[Dovecot] Architecture for large Dovecot cluster
Hi All,
I am trying to determine whether a mail server cluster based on Dovecot will be capable of supporting 500,000+ mailboxes with about 50,000 IMAP and 5000 active POP3 connections. I have looked at the Dovecot clustering suggestions here:
http://blog.dovecot.org/2012/02/dovecot-clustering-with-dsync-based.html
and some other Dovecot mailing list threads but I am not sure how many users such a setup will handle. I have a concern about the I/O performance of NFS in the suggested architecture above. One possible option available to us is to split up the mailboxes over multiple clusters with subsets of domains. Is there anyone out there currently running this many users on a Dovecot based mail cluster? Some suggestions or advice on the best way to go would be greatly appreciated.
Thanks
Murray
Am 05.01.2014 14:06, schrieb Murray Trainer:
Hi All,
I am trying to determine whether a mail server cluster based on Dovecot will be capable of supporting 500,000+ mailboxes with about 50,000 IMAP and 5000 active POP3 connections.
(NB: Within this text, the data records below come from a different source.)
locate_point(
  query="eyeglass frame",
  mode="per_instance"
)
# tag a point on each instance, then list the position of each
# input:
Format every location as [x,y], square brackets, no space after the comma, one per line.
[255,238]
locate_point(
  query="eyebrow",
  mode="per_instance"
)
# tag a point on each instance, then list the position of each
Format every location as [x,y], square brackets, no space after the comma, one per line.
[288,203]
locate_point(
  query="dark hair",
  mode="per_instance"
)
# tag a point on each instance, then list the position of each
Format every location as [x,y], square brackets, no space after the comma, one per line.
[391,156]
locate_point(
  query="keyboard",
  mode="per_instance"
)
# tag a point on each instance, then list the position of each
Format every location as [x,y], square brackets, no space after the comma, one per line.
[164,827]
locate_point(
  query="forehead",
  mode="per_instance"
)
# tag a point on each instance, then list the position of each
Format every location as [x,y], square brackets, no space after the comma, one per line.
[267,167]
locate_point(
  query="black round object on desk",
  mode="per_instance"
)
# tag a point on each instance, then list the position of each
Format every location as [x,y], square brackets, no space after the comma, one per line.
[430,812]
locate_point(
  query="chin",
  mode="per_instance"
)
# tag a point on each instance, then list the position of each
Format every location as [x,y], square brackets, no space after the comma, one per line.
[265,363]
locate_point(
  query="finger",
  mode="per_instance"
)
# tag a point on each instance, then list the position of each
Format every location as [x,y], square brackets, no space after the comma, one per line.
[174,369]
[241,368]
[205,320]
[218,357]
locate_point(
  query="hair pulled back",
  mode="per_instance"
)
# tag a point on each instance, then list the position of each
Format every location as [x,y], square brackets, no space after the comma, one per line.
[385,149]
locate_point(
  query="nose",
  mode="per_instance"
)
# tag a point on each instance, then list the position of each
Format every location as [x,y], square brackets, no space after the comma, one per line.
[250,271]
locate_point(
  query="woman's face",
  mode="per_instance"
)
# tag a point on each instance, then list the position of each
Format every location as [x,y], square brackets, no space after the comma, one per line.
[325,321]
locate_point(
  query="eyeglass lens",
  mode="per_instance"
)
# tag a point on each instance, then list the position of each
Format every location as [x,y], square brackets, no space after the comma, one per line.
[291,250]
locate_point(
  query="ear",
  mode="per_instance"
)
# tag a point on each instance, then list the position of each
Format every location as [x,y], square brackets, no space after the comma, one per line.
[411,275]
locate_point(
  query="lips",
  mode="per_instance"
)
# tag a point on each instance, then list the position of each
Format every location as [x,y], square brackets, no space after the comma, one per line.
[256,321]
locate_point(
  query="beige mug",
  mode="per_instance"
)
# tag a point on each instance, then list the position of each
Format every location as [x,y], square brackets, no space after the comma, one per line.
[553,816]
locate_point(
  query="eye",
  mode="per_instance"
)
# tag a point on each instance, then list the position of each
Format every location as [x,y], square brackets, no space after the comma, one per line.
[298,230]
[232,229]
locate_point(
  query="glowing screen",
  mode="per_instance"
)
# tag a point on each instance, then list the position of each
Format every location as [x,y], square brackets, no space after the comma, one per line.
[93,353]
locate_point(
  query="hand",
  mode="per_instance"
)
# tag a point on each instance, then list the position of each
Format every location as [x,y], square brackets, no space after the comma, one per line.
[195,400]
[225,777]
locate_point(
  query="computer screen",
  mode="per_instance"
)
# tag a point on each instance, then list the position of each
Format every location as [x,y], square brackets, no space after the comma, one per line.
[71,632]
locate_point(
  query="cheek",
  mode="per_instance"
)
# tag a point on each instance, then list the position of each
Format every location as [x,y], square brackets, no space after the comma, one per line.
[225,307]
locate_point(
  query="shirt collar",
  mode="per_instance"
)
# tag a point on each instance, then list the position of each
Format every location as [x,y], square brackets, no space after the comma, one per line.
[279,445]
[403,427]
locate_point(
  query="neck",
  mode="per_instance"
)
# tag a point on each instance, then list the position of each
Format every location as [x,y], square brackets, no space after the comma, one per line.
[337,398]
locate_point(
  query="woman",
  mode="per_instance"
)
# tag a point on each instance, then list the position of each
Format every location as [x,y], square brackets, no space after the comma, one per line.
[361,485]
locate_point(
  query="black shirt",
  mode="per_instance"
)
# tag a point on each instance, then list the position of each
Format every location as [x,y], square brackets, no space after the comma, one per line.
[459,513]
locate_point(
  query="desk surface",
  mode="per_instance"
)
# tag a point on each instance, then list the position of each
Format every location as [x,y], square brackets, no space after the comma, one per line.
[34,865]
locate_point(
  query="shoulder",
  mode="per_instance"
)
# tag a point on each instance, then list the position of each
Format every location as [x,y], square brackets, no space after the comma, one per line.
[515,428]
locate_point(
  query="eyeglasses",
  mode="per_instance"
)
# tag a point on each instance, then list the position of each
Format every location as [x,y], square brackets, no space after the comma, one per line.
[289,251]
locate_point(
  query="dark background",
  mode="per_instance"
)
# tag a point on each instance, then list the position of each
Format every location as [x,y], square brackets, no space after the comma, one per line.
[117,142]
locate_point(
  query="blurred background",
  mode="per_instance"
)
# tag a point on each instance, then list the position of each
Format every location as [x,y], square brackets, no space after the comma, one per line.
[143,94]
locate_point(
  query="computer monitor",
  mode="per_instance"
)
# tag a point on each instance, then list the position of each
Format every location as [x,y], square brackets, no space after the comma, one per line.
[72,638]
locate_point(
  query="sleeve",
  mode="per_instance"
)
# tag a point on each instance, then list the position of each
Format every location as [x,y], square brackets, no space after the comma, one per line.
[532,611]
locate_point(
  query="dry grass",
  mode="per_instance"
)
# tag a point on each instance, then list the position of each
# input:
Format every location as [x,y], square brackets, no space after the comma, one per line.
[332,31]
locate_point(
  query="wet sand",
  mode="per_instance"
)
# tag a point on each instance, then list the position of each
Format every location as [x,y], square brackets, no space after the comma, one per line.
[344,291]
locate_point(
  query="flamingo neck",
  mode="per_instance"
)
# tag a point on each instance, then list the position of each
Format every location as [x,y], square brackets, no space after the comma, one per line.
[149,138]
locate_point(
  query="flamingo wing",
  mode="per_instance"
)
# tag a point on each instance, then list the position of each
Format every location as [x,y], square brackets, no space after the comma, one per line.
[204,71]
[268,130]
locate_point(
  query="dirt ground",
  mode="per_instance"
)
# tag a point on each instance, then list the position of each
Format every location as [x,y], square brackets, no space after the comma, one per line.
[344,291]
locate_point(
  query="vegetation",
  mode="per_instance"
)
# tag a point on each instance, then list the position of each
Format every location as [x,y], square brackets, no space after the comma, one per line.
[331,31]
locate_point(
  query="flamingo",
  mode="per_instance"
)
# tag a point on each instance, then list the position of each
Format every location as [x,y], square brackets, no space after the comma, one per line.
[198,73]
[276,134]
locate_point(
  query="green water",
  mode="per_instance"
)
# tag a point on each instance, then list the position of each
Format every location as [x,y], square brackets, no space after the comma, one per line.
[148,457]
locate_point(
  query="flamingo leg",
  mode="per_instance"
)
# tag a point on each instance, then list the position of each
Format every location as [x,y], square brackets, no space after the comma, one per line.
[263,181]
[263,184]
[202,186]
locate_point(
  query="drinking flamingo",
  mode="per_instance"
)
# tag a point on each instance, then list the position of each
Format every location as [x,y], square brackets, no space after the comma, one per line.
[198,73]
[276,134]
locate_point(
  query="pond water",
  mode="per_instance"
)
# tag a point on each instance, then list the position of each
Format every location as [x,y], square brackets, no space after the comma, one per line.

I have looked at the Dovecot clustering suggestions here:
as long as you have some load balancing and/or proxy/director with few servers on good modern hardware you havent worry about pop3, 5000 pop3 logins per minute should work with small tuning, no idea about asked number of imap cons
http://blog.dovecot.org/2012/02/dovecot-clustering-with-dsync-based.html
good article, but however there are many ways how to goal this,depending what is your budget etc, i.e you dont have to use nfs , you may consider use cluster file systems with drbd and/or ceph or equals, at last there many other pay solutions for solving io storage which is the most sensible part, think about using dbox or mdbox as mailbox format, what mailbox quota you like to offer etc
and some other Dovecot mailing list threads but I am not sure how many users such a setup will handle. I have a concern about the I/O performance of NFS in the suggested architecture above. One possible option available to us is to split up the mailboxes over multiple clusters with subsets of domains. Is there anyone out there currently running this many users on a Dovecot based mail cluster? Some suggestions or advice on the best way to go would be greatly appreciated.
look about list archive for equal setups , ask Timo or other people for paid support, wait for people reporting their big setups
Thanks
Murray
Best Regards MfG Robert Schetterer
-- [*] sys4 AG
http://sys4.de, +49 (89) 30 90 46 64 Franziskanerstraße 15, 81669 München
Sitz der Gesellschaft: München, Amtsgericht München: HRB 199263 Vorstand: Patrick Ben Koetter, Axel von der Ohe, Marc Schiffbauer Aufsichtsratsvorsitzender: Florian Kirstein
Hi
and some other Dovecot mailing list threads but I am not sure how many users such a setup will handle. I have a concern about the I/O performance of NFS in the suggested architecture above. One possible option available to us is to split up the mailboxes over multiple clusters with subsets of domains. Is there anyone out there currently running this many users on a Dovecot based mail cluster? Some suggestions or advice on the best way to go would be greatly appreciated. look about list archive for equal setups , ask Timo or other people for paid support, wait for people reporting their big setups
It's difficult for me (on the outside) to gauge how many people do pay Timo, et al for services. However, just to put a stake in the ground, I have "employed" Timo on a couple of occasions, just for small projects, but in my case to add new features or fix bugs which are specific to my requirements. I will very positively recommend this, I found Timo extremely helpful and although I only paid an affordable amount to have a feature added, he has kindly continued to maintain these features as part of the core software (for which I am extremely grateful)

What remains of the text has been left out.